How do you know if the city you’re living in is safe? Is it based on the crime rate? The sheer size? Maybe it’s based on the quality of the traffic and sewage systems? The accessibility of health care and pollution levels? Or perhaps it’s the potential of cyber attack?
Well, according to the Economists Intelligence Unit (EIU), who recently produced the Safe Cities Index, it’s a combination of all of the above.
While creating their Index, the EIU examined everything from digital security – the number of cyber attacks conducted and how they were dealt with – to infrastructure security, which includes an evaluation of sanitation and traffic systems, and even the management of natural disasters. They assessed cities’ health security, looking at the number of hospital beds and doctors per 1,000 people, their levels of personal safety, measured by things such as levels of pollution and crime rates.
So, without further ado, which city did the EIU rank as the globe’s safest?

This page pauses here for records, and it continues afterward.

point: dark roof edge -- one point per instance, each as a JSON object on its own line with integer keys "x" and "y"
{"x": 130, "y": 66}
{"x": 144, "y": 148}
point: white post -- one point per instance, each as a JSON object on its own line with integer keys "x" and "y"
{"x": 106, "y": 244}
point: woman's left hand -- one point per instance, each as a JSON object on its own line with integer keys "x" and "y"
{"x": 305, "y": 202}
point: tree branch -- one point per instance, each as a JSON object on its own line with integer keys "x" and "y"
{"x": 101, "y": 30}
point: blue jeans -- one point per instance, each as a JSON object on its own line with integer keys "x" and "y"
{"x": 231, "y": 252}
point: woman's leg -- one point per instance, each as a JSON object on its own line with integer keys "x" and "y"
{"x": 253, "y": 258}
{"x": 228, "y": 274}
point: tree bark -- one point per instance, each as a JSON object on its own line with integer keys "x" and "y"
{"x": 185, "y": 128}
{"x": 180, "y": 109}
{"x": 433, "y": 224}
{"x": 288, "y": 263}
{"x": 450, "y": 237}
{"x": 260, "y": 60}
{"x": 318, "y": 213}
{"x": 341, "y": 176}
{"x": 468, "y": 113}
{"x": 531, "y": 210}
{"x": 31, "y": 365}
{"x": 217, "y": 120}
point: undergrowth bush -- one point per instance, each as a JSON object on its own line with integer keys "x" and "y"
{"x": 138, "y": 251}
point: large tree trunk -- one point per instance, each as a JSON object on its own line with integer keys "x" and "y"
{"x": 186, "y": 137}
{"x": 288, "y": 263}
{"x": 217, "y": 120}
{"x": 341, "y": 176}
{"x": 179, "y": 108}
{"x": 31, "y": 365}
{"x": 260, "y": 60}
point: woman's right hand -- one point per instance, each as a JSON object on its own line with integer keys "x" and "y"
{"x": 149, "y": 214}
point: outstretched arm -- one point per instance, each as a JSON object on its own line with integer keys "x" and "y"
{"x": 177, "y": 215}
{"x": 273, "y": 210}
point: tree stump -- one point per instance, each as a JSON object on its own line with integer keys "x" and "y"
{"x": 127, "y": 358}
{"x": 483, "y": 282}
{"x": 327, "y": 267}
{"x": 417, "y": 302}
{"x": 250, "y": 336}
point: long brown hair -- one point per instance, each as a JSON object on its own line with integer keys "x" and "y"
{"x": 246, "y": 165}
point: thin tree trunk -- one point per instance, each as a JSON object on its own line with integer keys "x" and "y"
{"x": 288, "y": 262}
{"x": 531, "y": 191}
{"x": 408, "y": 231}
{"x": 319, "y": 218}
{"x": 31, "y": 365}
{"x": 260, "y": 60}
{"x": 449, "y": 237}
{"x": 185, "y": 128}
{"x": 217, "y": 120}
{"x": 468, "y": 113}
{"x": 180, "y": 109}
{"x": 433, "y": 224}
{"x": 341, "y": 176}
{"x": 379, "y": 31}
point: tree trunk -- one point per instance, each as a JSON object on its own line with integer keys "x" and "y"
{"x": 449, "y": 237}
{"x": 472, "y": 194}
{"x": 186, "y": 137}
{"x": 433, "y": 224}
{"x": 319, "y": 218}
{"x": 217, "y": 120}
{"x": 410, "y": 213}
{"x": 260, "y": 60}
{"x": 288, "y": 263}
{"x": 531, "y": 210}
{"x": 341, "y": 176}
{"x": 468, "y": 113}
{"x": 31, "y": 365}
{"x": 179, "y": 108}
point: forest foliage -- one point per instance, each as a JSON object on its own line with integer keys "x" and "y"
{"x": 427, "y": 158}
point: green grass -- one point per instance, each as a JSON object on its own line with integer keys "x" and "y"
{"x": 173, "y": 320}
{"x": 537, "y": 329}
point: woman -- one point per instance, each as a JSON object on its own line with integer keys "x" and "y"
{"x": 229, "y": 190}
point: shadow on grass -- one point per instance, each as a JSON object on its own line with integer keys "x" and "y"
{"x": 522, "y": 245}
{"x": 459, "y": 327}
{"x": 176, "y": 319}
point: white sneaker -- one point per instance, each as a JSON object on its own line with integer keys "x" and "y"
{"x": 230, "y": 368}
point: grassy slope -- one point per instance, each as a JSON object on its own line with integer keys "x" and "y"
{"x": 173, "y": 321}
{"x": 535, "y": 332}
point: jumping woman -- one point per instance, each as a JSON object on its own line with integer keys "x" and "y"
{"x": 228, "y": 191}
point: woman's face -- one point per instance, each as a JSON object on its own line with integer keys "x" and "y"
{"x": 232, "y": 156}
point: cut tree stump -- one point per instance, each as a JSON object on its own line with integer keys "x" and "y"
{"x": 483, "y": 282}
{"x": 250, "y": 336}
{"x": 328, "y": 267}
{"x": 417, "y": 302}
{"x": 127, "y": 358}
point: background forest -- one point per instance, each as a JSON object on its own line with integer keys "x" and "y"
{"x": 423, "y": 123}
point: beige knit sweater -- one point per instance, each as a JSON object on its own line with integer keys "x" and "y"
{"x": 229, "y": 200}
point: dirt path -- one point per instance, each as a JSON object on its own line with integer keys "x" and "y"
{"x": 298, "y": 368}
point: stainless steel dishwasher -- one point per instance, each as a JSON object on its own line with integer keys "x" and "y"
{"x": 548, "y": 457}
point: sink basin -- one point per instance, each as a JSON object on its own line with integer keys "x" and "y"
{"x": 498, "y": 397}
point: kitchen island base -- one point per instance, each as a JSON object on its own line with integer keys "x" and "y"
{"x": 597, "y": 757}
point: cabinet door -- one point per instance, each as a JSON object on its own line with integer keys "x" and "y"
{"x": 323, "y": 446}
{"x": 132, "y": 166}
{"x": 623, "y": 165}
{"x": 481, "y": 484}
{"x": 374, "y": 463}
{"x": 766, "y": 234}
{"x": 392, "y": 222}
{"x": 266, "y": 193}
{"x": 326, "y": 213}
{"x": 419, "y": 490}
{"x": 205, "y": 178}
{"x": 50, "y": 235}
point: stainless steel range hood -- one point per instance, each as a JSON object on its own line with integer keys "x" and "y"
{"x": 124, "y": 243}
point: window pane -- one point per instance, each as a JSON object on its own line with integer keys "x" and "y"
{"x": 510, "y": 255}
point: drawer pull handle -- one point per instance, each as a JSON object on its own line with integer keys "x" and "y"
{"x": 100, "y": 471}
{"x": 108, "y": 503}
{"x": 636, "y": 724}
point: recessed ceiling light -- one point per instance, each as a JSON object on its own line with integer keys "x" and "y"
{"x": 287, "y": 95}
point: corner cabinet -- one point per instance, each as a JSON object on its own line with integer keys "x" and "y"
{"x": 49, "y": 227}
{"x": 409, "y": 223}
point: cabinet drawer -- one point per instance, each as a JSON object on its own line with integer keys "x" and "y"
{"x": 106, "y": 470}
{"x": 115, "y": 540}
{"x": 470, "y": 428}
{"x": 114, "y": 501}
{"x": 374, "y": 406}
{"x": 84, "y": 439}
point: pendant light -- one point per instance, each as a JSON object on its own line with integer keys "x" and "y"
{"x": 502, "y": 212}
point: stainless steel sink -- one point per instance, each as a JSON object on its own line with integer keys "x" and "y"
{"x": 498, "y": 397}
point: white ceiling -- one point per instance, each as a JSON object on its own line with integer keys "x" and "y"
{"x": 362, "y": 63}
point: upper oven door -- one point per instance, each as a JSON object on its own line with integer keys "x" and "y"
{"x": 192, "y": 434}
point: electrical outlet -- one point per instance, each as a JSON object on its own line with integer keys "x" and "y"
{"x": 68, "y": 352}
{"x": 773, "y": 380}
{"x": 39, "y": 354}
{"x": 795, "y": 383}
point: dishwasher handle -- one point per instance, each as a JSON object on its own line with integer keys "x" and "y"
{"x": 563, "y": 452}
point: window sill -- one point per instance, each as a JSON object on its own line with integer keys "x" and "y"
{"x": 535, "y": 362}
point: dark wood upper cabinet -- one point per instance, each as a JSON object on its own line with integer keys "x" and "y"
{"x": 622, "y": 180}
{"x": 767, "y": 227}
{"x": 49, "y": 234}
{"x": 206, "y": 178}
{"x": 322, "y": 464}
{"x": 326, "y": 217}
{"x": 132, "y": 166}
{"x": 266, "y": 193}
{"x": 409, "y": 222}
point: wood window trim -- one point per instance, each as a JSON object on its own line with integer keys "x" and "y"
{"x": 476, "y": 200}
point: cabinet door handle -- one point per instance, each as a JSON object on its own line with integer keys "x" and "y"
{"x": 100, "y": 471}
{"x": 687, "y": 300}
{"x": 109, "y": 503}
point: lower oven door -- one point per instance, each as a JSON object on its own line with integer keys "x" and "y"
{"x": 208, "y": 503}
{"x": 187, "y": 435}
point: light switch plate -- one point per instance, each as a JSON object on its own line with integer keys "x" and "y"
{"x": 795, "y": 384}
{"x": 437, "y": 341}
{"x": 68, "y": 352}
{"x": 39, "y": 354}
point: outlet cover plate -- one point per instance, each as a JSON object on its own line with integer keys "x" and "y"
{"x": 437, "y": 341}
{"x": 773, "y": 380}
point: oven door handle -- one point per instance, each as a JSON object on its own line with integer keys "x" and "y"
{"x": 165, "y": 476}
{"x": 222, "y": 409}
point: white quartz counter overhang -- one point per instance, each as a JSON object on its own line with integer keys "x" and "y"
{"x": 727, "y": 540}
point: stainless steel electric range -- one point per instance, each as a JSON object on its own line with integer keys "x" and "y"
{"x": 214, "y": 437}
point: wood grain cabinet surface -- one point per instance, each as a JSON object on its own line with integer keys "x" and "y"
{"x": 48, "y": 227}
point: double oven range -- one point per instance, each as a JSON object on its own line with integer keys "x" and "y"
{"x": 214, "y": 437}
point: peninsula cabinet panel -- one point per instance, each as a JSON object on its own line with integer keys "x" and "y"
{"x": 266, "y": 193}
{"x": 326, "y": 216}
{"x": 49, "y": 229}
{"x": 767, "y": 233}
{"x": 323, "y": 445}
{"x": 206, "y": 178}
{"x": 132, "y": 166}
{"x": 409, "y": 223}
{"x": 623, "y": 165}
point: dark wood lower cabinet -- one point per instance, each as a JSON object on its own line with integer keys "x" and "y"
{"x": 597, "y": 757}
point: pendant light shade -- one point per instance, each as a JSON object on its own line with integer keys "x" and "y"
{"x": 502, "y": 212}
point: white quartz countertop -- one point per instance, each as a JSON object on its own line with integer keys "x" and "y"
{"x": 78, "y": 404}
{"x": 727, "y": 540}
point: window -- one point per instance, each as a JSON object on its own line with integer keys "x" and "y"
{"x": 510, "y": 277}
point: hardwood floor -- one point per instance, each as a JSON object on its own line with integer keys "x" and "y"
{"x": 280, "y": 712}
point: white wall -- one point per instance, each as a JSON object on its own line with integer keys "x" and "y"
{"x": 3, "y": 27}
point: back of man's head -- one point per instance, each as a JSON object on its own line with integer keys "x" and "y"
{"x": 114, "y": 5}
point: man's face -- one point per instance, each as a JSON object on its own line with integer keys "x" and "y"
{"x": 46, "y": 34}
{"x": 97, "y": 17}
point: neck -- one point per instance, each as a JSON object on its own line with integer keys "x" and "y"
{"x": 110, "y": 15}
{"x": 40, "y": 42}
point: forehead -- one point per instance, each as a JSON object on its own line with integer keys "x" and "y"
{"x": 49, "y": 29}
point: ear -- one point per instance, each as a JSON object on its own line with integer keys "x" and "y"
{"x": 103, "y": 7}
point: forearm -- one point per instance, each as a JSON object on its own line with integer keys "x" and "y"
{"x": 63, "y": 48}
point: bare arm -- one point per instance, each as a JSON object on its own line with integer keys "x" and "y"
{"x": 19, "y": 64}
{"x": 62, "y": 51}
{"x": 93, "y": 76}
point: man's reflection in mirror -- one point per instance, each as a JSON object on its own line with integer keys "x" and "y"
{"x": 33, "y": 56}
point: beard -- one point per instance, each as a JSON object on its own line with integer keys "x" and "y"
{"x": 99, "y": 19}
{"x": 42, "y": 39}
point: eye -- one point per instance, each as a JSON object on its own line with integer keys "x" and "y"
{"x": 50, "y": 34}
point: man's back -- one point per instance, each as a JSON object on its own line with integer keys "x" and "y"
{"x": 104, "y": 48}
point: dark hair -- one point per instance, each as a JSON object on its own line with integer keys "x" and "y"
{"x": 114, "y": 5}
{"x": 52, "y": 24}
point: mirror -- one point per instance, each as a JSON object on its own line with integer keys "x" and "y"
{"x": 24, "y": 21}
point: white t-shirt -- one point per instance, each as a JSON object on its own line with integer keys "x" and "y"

That’s right, the world’s most populous (and natural disaster-prone) city actually has a remarkably low crime rate, a fantastic pollution-reducing and pedestrian-friendly traffic system. The Japanese capital scored first on digital security rating, eight on health security, third on personal safety and fifth on infrastructure safety, giving it an overall top-ranking on the Safe Cities Index.
Following the Japanese capital as the top-rated safe cities are:
– Singapore, Malaysia
– Osaka, Japan
– Stockholm, Sweden
– Amsterdam, The Netherlands
– Sydney, Australia
– Zurich, Switzerland
– Toronto, Canada
– Melbourne, Australia
– New York, USA
– Hong Kong China
Though the Index provides an informative overall ranking of global city’s safety, it should be taken with a grain of salt, explains The Guardian‘s Emine Saner. Saner says that the Index seems to be geared towards a “municipal official responsible for the smooth running of a city” as opposed to an individual concerned for their own personal well-being, pointing out that some safety categories used in the Index, like cyber attack, have less importance to individuals than say personal safety, but are given equal importance in the index.
Many other factors that would be of concern for many individuals, such as the city’s bike friendliness and levels of sexual harassment, are not included at all. Neither is the likelihood of natural disaster.
The EIU themselves note that the safety levels and rankings of many cities are prone to change, considering the flexibility and complexity of all of the factors involved in the rating.
The EIU point out that New York, for example, has seen an incredible change in its crime rates in less than 20 years. In 1990 the city had 2,245 homicides – about six a day. By 2013, after the city had grown in population by nearly one million, that number fell to 335 – a historic low for the city.
However, there must be some merit to the EIU Safe City Index. Researchers found that living in a higher-ranked city can make “a real and measurable difference to city inhabitants,” increasing life expectancy by a number of years. In fact, the Index’s top 25 safety-rated cities, the average life expectancy is 81. For the bottom 25 the average drops by 6 years 75.
So, the moral of the story? Before you start backing your bags in the pursuit of a longer lifespan, remember to think about what type of urban environment is the safest for you. Considering your individual needs, fears and lifestyle preferences. And also remember to choose a city what makes you the most happy.